You could call it the Mustang Restomod Revolution. This movement isn’t anything new, but has surely been evolving at a continuous clip for 25 years. We call it that because a lot has changed over the past 30 years. During the ’80s, stock, original, and restored to strict Mustang Club of America (MCA) judging standards was the order of the day. Modifying a classic Mustang was considered “politically incorrect” before anyone ever heard of this trendy buzz phrase. However during the ’90s, enthusiasts began letting their hair down one by one, signaling the beginning of the restomod revolution.
Scott Drake is one of the aftermarket companies that has been more on top of the Restomod movement. Drake produces all kinds of cool dress-up goodies for classic Mustangs and Fords. We’re installing Drake’s new billet battery tray on the Mustangs & Fast Fords OC (MFFOC) Showroom II convertible project in Santa Ana, California. This is a deliciously cool modification you can make in minutes, which makes your battery stand out with crisp lines while keeping your dynamo secure. Let’s get started.
Check out the new billet aluminum battery tray for classic Mustangs. This is a nice piece you can install in about one hour.
The first order of business is to disconnect and remove the battery, of course. The Mustang’s factory battery tray isn’t much to look at, especially if you’re building a show car. This stamped steel tray is easy to remove and replace using only a 1/2-inch box-end or socket. Good advice is to make sure you have a healthy battery to begin with that won’t leak acid all over your new billet aluminum battery tray.
You’re going to need a 5/8-inch socket to loosen the front bumper bracket to gain access to the battery tray’s support bolts at the inner fender apron. No need to remove the bumper bracket, just loosen it to reach the batter tray. A 1/2-inch box-end wrench handles the battery support bracket bolts.
Remove the battery bracket bolts using a 1/2-inch box end wrench, as shown.
The stock battery tray is removed from the inner fender apron.
We laid out our Drake billet aluminum battery tray kit across a towel to be sure all the parts are accounted for. This is an easy-to-install kit that takes about an hour. Paul Gammerino of MFFOC assembles the tray, which is configured exactly like the stock tray. Transfer the nutplate clips from the original battery tray to the Drake.
The Mustang’s inner fender apron is rust-free and ready for the Drake aluminum tray. Got any rust issues with your inner fender apron? Now is the time to correct them.

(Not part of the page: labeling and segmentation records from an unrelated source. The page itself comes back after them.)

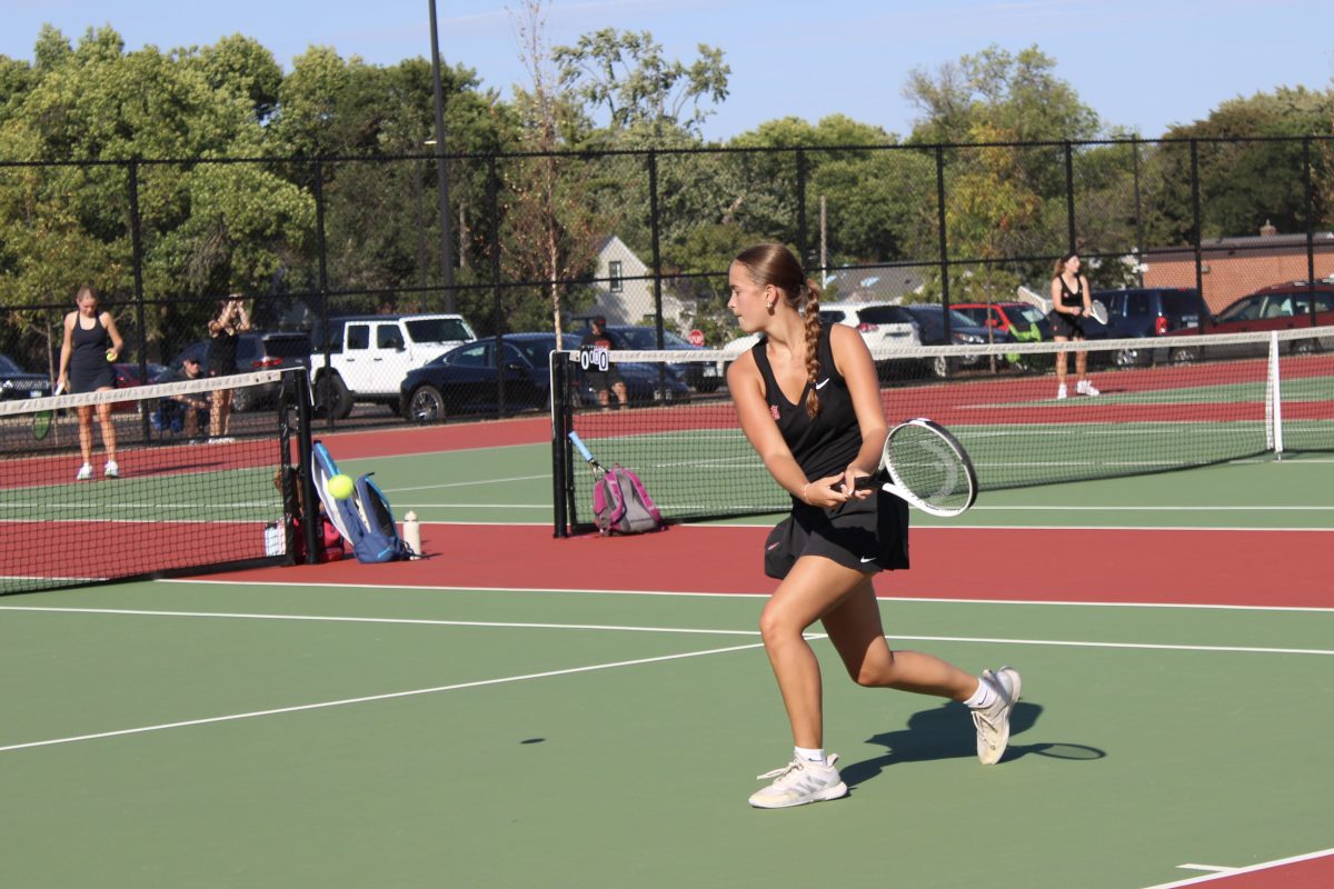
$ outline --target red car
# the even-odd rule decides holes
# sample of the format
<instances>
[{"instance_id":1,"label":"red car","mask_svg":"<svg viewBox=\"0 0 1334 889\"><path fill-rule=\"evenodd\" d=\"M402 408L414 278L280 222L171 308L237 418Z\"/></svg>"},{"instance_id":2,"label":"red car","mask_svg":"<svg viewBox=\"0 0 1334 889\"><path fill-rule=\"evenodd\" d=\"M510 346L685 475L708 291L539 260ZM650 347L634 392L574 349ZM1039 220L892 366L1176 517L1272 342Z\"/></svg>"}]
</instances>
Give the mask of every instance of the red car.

We like the Drake billet tray for its tasteful fasteners, which are countersunk into the aluminum plate. The nuts fasten from underneath. Otherwise, these countersunk Allen screws thread directly into the apron.
This is a nice piece, installed and ready for final assembly, which includes the clamp towers.
We screwed the Allen studs into the tray and towers to these studs. It is a good idea to use a thread locker like Loctite on these studs.
The lowers are screwed onto the studs, as shown, and tightened.
The completed billet battery tray installation should look like this. We’re using a Group 24 battery, which is taller than the towers. Allen screws retain the top bracket.